Since 1934, the FHA has insured millions of home mortgages with a market share of 30% in 2010 vs 3% in 2007. Later in 1965 The FHA became a part of the Department of Housing and Urban Development's (HUD) Office of Housing. HUD is a division of the U.S. federal government, it is a program that President Lyndon Johnson set in place and was put into law in 1965.
The FHA Eligibility Requirements may include:
- A credit score of at least 530 (640 is preferred)
- 2 years of steady employment/income
- No bankruptcies within the past 12 months
- No foreclosures within the past 3 years
- The borrower must reside in the Your City, Your State home as a primary residence
If you do have a spouse as a co-signer, please keep in mind that their credit may be checked in the process of approval as well.
FHA-Approved Appraisal Required
An appraisal is required as well, but the appraisal must be ordered through a third party appraisal management company. During this process they usually look for repairs in conditions from minor defects, cosmetic defects to normal wear and tears.
The typical maximum LTV for an FHA loan is 96.5% for a purchase loan. This means that you will have to bring 3.5% of the sales price in as a down payment. However, if the property appraises for less than the sales price, then you'll also have to bring in the difference.
Debt-to-Income (DTI) Ratio Requirements
There are two calculations. The first or Front Ratio is your housing expense-to-income ratio. This is your proposed mortgage payment PITI (principal, interest, taxes, mortgage insurance, and homeowners insurance) divided by your gross monthly income.

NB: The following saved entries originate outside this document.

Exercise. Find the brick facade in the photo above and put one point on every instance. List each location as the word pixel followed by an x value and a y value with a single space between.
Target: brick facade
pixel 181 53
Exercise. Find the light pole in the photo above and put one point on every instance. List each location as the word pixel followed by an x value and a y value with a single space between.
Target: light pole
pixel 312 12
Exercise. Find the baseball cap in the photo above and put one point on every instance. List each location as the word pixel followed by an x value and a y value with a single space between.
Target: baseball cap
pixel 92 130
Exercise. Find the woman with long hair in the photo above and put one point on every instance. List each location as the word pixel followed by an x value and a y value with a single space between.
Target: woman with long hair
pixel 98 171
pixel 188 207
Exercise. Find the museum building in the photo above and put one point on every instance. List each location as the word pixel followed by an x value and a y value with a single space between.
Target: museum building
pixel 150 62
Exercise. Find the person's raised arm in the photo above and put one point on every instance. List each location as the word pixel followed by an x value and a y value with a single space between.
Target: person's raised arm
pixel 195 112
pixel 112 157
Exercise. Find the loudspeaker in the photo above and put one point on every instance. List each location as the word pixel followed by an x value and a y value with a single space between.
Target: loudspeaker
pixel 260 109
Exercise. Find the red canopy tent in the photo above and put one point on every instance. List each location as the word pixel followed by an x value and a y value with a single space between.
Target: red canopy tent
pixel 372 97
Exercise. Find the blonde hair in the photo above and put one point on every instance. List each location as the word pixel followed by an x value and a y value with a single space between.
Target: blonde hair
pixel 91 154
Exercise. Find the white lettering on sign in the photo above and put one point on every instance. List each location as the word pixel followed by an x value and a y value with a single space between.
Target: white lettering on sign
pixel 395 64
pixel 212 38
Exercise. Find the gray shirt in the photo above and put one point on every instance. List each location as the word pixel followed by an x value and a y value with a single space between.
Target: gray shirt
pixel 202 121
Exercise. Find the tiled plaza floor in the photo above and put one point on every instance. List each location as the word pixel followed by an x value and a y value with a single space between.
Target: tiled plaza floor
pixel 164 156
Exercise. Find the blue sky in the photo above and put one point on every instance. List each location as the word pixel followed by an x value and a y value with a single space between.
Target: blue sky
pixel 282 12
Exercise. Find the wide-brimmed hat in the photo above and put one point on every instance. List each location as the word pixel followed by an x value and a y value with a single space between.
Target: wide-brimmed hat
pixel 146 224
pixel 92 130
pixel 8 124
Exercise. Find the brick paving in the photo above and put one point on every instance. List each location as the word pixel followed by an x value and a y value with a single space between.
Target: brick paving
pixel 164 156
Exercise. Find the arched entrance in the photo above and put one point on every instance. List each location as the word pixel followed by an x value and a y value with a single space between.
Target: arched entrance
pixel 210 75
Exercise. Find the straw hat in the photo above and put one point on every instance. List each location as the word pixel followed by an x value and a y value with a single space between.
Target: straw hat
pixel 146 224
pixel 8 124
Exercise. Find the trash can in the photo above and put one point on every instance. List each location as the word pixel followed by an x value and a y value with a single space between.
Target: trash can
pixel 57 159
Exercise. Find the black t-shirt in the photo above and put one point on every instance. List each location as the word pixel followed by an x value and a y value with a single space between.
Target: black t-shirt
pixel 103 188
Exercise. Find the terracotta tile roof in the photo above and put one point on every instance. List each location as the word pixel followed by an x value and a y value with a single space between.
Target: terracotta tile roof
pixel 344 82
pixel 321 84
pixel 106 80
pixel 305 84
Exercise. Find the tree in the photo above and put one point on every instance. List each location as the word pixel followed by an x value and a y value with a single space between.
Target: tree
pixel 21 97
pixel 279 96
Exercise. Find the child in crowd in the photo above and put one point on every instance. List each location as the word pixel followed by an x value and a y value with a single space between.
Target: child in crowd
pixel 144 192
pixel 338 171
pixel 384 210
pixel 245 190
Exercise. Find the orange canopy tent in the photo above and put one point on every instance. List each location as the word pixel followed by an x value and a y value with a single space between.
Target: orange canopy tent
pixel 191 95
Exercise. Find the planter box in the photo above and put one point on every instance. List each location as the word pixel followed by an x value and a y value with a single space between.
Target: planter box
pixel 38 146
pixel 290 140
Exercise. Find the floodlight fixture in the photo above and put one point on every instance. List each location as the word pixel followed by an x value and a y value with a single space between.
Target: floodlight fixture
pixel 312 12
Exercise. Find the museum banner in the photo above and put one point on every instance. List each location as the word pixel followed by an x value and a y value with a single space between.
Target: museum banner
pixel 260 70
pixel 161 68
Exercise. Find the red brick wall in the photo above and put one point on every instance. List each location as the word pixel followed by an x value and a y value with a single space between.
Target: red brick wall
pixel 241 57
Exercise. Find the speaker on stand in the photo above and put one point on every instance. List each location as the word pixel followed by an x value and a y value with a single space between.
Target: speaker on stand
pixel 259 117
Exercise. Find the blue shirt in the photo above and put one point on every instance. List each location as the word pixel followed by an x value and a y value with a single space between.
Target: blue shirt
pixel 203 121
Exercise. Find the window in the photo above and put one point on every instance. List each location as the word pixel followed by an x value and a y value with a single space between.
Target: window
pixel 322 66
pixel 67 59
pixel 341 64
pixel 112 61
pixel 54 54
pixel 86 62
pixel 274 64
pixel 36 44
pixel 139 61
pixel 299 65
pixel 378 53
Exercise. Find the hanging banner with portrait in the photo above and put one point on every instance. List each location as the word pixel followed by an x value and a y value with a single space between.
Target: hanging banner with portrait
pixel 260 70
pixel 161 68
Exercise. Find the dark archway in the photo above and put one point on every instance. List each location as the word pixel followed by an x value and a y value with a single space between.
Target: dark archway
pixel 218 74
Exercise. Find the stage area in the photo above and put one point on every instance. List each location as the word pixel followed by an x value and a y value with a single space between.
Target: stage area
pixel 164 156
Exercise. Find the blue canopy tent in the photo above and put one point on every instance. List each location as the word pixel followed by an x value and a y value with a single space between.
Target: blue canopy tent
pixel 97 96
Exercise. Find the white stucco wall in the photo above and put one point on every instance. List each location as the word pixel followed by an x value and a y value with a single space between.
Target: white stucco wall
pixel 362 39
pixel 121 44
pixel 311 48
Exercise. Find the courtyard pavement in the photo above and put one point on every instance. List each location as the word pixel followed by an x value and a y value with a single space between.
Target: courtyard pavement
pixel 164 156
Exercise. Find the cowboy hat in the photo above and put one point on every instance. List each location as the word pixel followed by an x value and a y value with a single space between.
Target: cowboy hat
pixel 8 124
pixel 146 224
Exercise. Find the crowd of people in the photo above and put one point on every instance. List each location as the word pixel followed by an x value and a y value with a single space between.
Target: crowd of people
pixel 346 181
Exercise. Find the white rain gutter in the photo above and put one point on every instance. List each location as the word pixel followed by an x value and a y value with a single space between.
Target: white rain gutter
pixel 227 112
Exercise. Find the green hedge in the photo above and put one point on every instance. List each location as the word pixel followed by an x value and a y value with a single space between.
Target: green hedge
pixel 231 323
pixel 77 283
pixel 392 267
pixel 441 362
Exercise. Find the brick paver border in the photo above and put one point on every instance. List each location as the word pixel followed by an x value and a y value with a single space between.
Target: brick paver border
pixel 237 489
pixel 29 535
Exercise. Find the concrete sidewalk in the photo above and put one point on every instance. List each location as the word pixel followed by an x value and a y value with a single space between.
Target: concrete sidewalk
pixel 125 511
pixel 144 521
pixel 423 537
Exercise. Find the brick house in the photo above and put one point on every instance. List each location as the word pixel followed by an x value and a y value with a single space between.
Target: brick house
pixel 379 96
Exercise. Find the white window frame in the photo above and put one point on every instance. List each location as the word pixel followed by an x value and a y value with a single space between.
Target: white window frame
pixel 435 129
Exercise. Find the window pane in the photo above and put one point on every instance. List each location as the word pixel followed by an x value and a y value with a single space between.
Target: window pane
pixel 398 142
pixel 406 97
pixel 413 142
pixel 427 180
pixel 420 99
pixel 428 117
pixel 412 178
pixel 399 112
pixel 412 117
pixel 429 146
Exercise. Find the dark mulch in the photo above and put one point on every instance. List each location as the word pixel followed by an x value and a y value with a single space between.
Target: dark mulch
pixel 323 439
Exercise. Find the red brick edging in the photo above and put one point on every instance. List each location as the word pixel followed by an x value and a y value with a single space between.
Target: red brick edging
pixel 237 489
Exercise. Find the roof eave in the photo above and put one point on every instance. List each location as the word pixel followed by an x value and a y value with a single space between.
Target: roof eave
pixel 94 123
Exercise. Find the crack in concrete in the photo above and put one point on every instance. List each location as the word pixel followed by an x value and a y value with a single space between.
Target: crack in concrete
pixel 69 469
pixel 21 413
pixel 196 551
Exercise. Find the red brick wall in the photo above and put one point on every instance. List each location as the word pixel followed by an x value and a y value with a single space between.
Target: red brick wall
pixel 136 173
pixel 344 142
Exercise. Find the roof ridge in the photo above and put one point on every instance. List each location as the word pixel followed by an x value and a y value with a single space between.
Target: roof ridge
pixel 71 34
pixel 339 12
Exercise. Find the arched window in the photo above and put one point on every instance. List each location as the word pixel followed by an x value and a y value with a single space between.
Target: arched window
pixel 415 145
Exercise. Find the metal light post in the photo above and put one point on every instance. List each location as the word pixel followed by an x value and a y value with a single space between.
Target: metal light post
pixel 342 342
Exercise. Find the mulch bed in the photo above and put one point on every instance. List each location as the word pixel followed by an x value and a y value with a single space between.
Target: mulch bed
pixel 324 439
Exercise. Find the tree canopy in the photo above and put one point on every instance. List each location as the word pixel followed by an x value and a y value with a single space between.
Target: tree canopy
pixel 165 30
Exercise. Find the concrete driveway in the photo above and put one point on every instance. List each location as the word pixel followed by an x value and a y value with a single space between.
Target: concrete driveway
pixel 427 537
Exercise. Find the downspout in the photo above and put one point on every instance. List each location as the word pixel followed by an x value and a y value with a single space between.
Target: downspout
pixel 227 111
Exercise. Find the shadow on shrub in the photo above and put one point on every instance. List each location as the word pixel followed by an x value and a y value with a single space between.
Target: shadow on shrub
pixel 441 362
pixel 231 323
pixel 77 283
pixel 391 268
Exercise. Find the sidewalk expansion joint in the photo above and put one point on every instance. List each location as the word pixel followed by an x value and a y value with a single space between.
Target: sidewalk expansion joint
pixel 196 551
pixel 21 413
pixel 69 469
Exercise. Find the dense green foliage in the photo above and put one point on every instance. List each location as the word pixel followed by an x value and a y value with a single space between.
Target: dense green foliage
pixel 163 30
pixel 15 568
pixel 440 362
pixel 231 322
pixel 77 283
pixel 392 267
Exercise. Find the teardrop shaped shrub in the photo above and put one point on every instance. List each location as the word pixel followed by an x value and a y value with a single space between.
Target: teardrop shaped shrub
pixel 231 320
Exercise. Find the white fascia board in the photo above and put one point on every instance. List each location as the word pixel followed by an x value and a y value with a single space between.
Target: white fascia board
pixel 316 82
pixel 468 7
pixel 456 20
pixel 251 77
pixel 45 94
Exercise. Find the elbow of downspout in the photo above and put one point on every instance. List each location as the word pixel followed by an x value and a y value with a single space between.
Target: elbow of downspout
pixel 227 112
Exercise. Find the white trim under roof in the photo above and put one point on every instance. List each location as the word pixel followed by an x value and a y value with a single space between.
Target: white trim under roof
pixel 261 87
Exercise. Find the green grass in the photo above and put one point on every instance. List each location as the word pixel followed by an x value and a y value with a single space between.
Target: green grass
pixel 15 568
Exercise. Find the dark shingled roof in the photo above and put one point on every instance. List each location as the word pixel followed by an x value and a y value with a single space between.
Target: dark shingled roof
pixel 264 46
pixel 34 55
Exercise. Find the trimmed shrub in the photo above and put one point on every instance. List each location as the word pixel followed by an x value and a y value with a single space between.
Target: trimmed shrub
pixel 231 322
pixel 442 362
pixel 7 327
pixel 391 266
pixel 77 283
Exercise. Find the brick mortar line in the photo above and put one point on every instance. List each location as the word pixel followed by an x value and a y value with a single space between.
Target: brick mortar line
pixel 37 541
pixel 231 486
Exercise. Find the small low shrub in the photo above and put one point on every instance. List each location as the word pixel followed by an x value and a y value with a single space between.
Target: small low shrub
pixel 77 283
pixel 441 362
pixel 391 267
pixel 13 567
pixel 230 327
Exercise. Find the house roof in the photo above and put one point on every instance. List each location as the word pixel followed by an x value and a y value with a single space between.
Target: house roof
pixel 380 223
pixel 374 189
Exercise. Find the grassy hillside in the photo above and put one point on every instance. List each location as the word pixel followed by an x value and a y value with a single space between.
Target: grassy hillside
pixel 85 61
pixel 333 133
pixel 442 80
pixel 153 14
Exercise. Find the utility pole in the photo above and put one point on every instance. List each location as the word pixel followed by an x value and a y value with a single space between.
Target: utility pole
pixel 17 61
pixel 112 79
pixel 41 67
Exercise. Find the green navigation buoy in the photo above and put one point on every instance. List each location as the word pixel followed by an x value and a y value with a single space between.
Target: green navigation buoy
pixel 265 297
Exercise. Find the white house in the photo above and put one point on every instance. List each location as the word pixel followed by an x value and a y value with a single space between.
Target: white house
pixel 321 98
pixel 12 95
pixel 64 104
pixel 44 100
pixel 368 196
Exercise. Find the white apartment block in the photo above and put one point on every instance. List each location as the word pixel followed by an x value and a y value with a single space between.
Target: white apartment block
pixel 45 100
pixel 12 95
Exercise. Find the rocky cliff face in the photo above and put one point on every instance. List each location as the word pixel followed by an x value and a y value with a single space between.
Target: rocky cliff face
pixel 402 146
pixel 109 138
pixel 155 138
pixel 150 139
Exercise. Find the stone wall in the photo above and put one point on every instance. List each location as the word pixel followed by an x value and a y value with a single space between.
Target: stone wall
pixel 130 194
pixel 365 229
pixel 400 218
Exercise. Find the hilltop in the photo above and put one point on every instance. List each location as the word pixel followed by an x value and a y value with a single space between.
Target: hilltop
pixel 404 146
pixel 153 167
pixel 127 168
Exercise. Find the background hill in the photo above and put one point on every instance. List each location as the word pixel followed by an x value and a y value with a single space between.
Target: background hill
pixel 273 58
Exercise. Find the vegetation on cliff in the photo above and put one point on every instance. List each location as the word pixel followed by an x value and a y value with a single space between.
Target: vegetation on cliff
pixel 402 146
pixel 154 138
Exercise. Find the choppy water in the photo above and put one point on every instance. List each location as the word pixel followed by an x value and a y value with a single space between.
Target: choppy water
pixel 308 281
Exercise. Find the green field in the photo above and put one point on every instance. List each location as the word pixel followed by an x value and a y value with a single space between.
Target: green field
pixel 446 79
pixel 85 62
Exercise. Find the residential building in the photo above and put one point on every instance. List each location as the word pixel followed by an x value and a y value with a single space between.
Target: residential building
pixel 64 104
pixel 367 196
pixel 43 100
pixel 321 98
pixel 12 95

The second or Back Ratio is your total monthly obligations-to-income ratio. This is your gross monthly payment including Mortgage PITI divided by your gross monthly income.
Your State FHA loan requirements include a maximum debt to income ratio.
FHA maximum debt to income ratio is usually 54.99%. Most lenders may limit maximum debt-to-income to under 50% and some lenders to 45%.
Employment Verification your most recent pay stubs, W2s for the past 2 years and Tax Returns, however if you are self-employed or have been employed for less than 2 years the lender may ask for additional documentations such as; federal income tax statements and/or profit & loss statements.
Eligible Your City Property Types
- 1-4 unit residences
- The borrower must live in the home
- Manufactured homes (mobile homes)
- Must be owner-occupied, this loan program may not be eligible for investment or rental properties
You may be able to qualify for your second home for an FHA Home Loan if the first home is not already a primary residence and you do not already have an FHA Home Loan in place for that home.
1-4 unit properties including condominiums are eligible; but please still check with your lender for manufactured housing eligibility.
Down Payment Requirements
The down payment for an FHA Home Loan is in most cases are considerably low compared to conventional mortgages. The minimum down payment for any FHA mortgage is usually 3.5% as opposed to at least 5% for conventional mortgages.
For example: If you were looking to purchase a $300,000 home, the down payment required would then be $10,500 at a 3.5% down. The conventional loan requirement for down payments is normally at 5% which would be $15,000 down payment required, that is $4,500 that you can use towards repairs to keep up the maintenance or your home and even closing costs instead, helping you save more money for other costly expenses.
Currently, rates are at 18 month lows! See if you are eligible for an Your City FHA Loan Today!